* December futures find resistance around 100-day moving
average
* Cotton market awaits USDA supply/demand report Thursday
* China's harvest forecast to decline 4.2 pct yr/yr
NEW YORK, Oct 9 (Reuters) - Cotton futures settled quietly
higher on Tuesday, remaining rangebound with the market
consolidating as the fiber awaited new fundamentals after last
week's fall to a two-month low.
New York cotton for December delivery crept up 0.06
cent, or 0.1 percent, to settle at 71.84 cents per lb on ICE
Futures U.S.
The benchmark contract traded in a range from 71.41-72.53
cents, finding resistance just above the 100-day moving average
at 72.39 cents.
The commodity complex was also firm, with oil rising to a
three-week high and leading the Thomson Reuters-Jefferies CRB
index, a global benchmark for commodities, higher as
tensions escalated in the Middle East.
"I think it will stay rangebound until the supply/demand
report," said John Flanagan, an analyst at Flanagan Trading Corp
in North Carolina, referring to cotton futures.
"It fell fairly sharply from the 76-77 cent level and came
about to the 70-cent level.

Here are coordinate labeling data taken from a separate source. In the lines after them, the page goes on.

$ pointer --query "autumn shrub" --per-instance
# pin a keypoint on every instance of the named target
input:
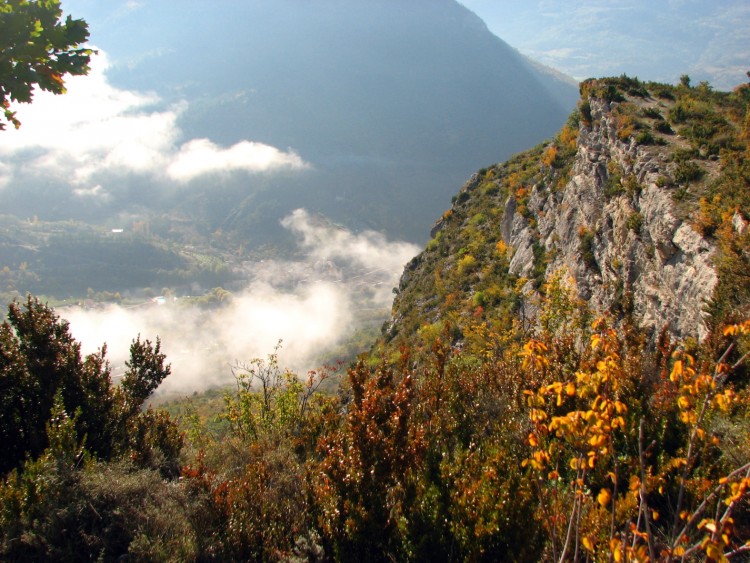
(622, 475)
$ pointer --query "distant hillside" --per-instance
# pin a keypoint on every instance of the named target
(392, 104)
(639, 207)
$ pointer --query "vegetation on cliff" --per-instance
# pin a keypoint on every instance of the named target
(500, 417)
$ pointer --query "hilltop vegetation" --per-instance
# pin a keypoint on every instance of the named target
(501, 417)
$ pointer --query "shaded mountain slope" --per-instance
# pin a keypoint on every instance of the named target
(391, 103)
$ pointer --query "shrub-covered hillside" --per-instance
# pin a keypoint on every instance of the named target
(641, 204)
(522, 405)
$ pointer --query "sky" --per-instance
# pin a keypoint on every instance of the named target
(657, 40)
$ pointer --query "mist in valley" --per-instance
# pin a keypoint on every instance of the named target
(342, 282)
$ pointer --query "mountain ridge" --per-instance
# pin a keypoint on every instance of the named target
(638, 207)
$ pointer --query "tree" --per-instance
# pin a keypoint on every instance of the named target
(37, 49)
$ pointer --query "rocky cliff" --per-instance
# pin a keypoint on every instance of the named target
(639, 206)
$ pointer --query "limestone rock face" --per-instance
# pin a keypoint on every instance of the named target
(614, 240)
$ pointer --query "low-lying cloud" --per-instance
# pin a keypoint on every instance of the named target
(201, 156)
(97, 130)
(310, 304)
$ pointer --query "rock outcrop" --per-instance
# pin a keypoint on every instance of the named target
(630, 242)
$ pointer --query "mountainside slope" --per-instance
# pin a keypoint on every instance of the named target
(640, 206)
(391, 105)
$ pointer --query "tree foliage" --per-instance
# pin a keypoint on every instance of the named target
(37, 49)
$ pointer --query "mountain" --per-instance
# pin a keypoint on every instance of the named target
(638, 209)
(390, 105)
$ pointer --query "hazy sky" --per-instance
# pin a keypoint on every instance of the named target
(652, 39)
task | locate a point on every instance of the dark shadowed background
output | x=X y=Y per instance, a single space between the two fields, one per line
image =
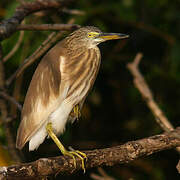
x=114 y=111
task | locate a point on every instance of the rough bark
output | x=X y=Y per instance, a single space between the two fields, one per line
x=100 y=157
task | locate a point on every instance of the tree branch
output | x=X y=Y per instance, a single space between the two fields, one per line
x=101 y=157
x=9 y=26
x=146 y=93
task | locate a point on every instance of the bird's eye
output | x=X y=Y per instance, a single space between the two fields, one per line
x=92 y=34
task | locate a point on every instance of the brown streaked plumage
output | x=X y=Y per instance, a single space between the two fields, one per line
x=61 y=81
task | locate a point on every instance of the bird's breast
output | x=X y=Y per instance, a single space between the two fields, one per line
x=80 y=72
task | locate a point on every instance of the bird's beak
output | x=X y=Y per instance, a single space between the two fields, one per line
x=111 y=36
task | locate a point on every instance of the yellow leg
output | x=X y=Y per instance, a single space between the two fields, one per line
x=72 y=154
x=77 y=111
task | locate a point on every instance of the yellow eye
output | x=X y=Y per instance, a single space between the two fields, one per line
x=92 y=34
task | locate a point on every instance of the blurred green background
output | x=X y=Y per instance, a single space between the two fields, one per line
x=114 y=112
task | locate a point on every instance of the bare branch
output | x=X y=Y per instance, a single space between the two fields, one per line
x=8 y=27
x=4 y=114
x=146 y=93
x=47 y=27
x=15 y=48
x=101 y=157
x=104 y=175
x=52 y=38
x=73 y=11
x=11 y=99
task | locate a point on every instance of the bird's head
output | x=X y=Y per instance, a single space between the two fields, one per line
x=91 y=36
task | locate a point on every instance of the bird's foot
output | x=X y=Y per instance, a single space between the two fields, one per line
x=79 y=154
x=77 y=111
x=72 y=153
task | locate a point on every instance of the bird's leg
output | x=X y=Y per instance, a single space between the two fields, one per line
x=77 y=112
x=65 y=152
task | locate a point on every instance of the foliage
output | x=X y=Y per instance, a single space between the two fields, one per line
x=114 y=111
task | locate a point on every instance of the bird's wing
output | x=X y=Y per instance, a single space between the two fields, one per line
x=43 y=96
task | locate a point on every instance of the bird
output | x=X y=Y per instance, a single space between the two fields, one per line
x=59 y=87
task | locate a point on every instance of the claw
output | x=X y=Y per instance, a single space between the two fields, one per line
x=72 y=153
x=77 y=111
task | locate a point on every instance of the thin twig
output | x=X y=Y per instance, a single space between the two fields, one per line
x=8 y=27
x=52 y=38
x=100 y=157
x=4 y=116
x=73 y=11
x=146 y=93
x=10 y=99
x=15 y=48
x=47 y=27
x=103 y=175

That's a pretty good move that some
traders will take profits on, on their short position."
The cotton market was awaiting the U.S. Department of
Agriculture's (USDA) monthly report due on Thursday for any
signs of damage to new crops in west Texas, the major U.S.
growing region, after recent wet weather.
Rains can damage quality and quantity of crops because most
bolls, which are the protective capsule surrounding the fiber,
are open this far into the season.
It may be too early, however, for the USDA to adjust its
output forecasts, yet any cuts due to wet weather are unlikely
to dent the global record inventory of over 76 million bales in
the current season to end-July 2013 either.
China, which is the world's biggest producer and consumer of
cotton, is expected to harvest 6.9 million tonnes of the fiber
this year, a decline of 4.2 percent from a year ago due to a
smaller sowing area, an official from the country's top planning
agency said in remarks published on Tuesday.